Berners-Lee On The Semantic Web

Parsing natural language into semantics by streetmentioner · 2001-04-10 16:36 · Score: 4

Some systems exist to extract facts from language into semantic knowledge representations, and they're surprisingly good.

SNOWY is a system that "reads" the World Book Encyclopaedia and stores each fact about a concept into a hierarchic memory based on that concept. It's sufficiently sophisticated to be able to realise that "The bear digs up the nut" implies that the bear eats the nut, while "The miner digs up the coal" doesn't imply that. You can then ask it "what eats nuts" and it will reply correctly. (At least, this is my impression - I haven't used it, sadly.) As I remember it can fully understand 50-60% of the sentences in the bits of the encyclopaedia that it has been commanded to parse.

The language it works on is fairly simple, but is nevertheless text designed for humans as opposed to computers.

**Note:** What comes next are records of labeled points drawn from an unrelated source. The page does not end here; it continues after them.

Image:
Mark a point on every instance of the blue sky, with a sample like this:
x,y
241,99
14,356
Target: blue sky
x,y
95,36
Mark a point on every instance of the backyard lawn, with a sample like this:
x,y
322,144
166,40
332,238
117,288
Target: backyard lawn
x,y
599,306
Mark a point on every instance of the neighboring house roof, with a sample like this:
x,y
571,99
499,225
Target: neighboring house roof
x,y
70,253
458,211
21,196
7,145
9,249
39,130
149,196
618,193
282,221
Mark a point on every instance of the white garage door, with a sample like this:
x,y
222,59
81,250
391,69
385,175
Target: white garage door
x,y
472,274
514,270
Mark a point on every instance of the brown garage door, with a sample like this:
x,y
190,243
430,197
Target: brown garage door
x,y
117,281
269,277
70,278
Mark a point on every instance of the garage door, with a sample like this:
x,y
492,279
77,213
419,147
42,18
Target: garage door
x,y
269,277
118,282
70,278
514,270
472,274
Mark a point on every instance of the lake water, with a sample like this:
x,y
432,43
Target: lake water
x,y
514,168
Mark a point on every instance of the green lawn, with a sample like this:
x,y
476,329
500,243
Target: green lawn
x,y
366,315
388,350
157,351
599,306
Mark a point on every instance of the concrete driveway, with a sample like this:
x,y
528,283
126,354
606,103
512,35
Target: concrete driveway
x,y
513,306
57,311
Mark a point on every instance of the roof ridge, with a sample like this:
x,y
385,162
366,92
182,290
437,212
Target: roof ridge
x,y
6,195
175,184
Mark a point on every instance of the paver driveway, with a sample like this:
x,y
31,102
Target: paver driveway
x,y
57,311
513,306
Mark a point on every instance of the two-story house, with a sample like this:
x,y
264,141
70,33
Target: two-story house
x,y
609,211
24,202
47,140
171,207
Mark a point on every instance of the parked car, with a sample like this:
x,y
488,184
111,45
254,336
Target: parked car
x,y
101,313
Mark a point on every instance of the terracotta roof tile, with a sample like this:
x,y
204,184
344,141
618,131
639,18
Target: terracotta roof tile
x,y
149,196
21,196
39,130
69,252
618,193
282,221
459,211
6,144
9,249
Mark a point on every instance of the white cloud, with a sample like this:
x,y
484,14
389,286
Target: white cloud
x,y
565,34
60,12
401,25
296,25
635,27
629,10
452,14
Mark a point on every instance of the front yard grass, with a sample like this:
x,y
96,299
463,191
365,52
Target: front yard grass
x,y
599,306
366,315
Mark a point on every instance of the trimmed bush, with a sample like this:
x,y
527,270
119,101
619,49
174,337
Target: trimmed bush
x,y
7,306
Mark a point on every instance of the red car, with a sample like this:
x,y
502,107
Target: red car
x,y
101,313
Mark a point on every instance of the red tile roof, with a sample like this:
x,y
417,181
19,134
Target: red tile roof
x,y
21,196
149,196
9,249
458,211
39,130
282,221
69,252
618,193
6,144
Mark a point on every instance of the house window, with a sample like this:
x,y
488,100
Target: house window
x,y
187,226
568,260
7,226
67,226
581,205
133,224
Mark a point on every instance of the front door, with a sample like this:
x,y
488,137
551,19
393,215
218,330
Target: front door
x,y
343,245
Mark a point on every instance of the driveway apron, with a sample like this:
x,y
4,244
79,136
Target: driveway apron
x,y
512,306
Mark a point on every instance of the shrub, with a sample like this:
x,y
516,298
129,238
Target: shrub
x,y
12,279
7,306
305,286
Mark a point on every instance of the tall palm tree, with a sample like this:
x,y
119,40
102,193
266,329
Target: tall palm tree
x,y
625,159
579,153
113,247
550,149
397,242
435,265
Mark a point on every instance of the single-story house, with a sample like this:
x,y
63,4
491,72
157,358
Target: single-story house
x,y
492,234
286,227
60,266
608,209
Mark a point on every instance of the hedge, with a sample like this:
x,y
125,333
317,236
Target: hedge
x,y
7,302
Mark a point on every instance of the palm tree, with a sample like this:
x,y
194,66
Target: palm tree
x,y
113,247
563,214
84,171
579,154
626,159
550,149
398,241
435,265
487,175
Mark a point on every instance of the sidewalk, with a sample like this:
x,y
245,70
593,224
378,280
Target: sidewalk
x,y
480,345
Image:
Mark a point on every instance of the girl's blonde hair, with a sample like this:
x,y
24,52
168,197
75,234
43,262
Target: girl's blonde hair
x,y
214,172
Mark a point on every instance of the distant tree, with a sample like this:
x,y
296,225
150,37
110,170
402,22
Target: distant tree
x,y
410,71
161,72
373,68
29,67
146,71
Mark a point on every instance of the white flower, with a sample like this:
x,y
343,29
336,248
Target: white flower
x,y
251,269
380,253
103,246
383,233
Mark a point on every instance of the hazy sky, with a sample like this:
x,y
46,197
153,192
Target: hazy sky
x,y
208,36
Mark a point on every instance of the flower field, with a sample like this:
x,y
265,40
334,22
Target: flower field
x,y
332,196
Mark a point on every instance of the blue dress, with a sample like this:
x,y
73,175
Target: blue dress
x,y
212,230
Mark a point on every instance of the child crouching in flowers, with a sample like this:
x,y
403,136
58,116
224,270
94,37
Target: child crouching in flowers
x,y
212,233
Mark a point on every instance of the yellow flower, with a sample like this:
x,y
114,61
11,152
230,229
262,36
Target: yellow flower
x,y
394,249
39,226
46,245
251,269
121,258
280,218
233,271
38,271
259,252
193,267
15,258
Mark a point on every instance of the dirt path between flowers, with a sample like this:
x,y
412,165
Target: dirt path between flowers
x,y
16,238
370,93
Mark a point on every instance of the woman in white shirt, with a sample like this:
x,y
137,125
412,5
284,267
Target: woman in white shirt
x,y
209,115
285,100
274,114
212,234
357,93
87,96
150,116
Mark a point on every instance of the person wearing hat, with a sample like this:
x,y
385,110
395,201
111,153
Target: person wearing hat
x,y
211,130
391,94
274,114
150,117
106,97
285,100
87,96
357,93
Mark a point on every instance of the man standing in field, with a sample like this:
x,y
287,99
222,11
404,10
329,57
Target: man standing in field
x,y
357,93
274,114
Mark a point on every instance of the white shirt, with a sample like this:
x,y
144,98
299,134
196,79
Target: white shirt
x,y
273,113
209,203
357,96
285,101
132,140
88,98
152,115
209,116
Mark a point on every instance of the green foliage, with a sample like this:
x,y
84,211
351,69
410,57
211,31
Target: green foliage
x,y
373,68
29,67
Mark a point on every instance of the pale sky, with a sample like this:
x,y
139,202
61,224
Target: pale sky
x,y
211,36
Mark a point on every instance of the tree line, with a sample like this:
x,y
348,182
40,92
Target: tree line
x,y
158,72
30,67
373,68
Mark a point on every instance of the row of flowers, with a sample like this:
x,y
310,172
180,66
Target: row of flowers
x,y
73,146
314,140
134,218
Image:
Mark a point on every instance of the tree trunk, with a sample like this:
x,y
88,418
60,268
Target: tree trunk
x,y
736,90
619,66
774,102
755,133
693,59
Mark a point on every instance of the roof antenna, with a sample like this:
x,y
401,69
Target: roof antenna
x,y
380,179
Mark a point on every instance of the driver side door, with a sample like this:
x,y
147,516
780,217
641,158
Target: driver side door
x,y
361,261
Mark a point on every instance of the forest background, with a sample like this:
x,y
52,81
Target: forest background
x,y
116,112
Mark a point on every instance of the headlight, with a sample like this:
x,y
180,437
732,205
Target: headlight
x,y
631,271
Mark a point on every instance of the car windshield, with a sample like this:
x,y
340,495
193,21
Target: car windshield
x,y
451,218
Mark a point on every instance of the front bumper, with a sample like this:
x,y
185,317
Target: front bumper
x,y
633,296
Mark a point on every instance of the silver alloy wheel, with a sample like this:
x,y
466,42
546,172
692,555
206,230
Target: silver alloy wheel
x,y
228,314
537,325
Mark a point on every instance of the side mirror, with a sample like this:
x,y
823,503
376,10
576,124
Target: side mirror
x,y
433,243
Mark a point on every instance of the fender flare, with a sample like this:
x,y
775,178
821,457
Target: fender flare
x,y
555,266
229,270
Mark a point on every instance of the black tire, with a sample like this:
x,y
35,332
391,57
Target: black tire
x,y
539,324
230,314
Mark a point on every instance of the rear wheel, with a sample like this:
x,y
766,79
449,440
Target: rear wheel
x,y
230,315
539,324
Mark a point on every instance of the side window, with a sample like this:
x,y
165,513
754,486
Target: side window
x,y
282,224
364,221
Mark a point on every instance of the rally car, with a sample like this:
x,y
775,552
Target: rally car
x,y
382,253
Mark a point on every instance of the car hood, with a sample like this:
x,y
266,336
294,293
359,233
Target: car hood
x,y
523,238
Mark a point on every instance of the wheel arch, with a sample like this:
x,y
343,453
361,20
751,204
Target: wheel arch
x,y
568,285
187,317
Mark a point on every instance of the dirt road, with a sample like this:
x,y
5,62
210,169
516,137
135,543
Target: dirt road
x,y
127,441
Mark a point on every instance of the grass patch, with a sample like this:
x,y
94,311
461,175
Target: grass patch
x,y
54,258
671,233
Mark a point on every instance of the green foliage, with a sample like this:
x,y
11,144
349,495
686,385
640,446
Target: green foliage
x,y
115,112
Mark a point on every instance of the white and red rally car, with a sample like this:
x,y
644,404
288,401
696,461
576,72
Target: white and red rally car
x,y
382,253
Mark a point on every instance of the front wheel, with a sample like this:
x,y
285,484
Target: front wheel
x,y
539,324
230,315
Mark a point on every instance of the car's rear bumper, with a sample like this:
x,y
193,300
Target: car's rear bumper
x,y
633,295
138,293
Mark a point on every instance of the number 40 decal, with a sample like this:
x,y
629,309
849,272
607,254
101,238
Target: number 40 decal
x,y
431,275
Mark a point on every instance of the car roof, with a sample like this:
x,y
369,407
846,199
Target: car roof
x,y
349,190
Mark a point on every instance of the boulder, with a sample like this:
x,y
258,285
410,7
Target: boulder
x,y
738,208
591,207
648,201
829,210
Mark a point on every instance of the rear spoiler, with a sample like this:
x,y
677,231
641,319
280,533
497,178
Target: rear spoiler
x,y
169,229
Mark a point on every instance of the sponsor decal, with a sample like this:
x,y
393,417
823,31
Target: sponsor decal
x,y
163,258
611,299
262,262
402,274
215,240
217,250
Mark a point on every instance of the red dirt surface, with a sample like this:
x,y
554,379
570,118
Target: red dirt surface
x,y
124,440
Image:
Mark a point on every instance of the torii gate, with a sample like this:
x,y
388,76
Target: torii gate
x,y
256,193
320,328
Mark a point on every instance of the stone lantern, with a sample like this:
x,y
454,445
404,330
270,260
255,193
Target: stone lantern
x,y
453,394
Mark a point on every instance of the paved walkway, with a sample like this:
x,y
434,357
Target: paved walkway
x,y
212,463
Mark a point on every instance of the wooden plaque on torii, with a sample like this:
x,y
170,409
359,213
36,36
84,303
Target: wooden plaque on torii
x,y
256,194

Systems like this could be a good bridge between language and semantic based representations.

This is the best link I can find, unfortunately.

There are also, of course, dozens of systems designed to work on English text that has been specifically created to be computer-parsable, but still readable by humans.

I'm incredibly sceptical about all this sort of technology, but if the systems continue to evolve, the agents might be able to glean much of their knowledge from existing web pages.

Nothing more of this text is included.